Second, avoid anything that lists “natural ingredients” on the label as this is where companies will lump in ingredients that would and should sound scary if they were listed on the label. Again, these are ingredients used to improve the flavor, look, smell, shelf-life, and texture of food.
Methodology is ‘clinically validated’. What did you learn about meal planning or nutrition in that process that would interest readers? Going through clinical validation was eye-opening for me.
First, I never realized how difficult it is to do a nutrition study if participants aren’t being given the exact food they’re supposed to eat. People are busy, diets are hard to stick with, and life gets in the way, so the typical nutrition study can’t be very confident that people are eating what they say they’re eating, unless it was conducted somewhere like a prison or campus dining hall. This inability to feed participants in most nutrition studies makes the data from them less reliable, and this is also why the study we did with Stanford University was so great. We knew exactly what everyone was eating because they were eating Methodology.
Second, the outcome of the study was fascinating. We put the highest quality keto diet against the highest quality Mediterranean diet and learned that participants could eat whole food carbohydrates from things like fruit, whole grains, and legumes and still lose as much weight and equally improve the markers of diabetes. Plus, those on the Mediterranean diet stuck with it more consistently. I hope to see more studies like this that help people realize that we don’t need to avoid all carbs to achieve our health goals, we just need to cut back on refined carbs.
When you’re not eating Methodology, what are you usually cooking at home? I cook very healthfully when I’m at home and prefer eating Asian food. My favorite very fast, go-to meal to make at home is fried cauliflower rice. I usually make it using whatever produce I have on hand, but in its most ideal form, I stirfry shiitake mushrooms, asparagus, cauliflower rice, porcini powder, onion powder, pink salt, fish sauce, egg whites, and a can of wild sardines in EVOO. Then I top it off with Thai basil, lime juice, and broccoli sprouts. It sounds a bit insane, but it tastes amazing because of how the EVOO soaks up the umami from the sardines. Plus, it’s extremely high in protein, fiber, and omega-3. This is inspired by Vietnamese salted fish fried rice, something I grew up eating. I altered the recipe to be much lower calorie, higher protein, higher fiber, and veg-packed. This is basically what we do at Methodology—take everyday household favorites and transform them into their most nourishing versions.
You want people to consider your service in lieu of Doordash or Postmates. What’s the comp there roughly? If you were to recreate a Methodology meal on DoorDash or Postmates, you’d need to order a protein main and two veggie sides or appetizers, at the minimum. Doing this would result in a meal, with all taxes and fees, that would cost at least $25-35. Plus, you wouldn’t know what ingredients were used, and it’s highly likely the protein was not sustainable (wild seafood or pastured protein) and that the meal included inflammatory oils or refined sugar.
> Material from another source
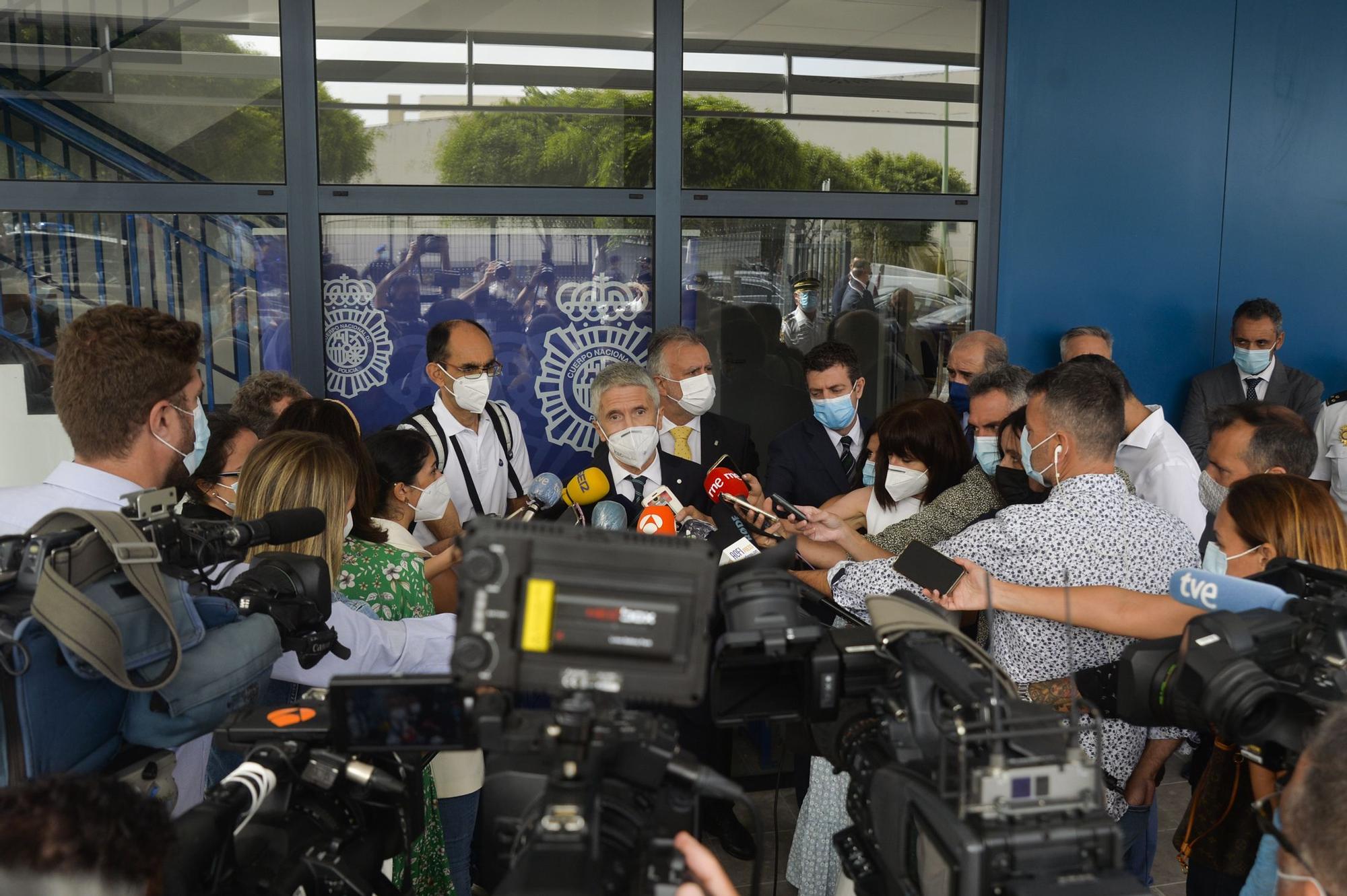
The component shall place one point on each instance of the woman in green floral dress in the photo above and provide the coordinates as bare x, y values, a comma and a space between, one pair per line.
393, 582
Any other great tips for convenient healthy meals at home when people aren’t using your service? For convenient healthy meals at home when not using Methodology, I recommend learning how to assemble meals quickly using prepped vegetables, sustainable protein (wild seafood and pastured protein), and whole food carbohydrates (rice, potatoes, oats) from Trader Joe’s. There are a few basic keys to making food tasty at home. First, don’t overcook the protein. Most should be cooked using medium heat on the pan, not high heat. Also, protein continues to cook after it’s removed from the heat, which is where most amateur home chefs go wrong. Second, have fun trying different delicious spice mixes until you uncover your favorites.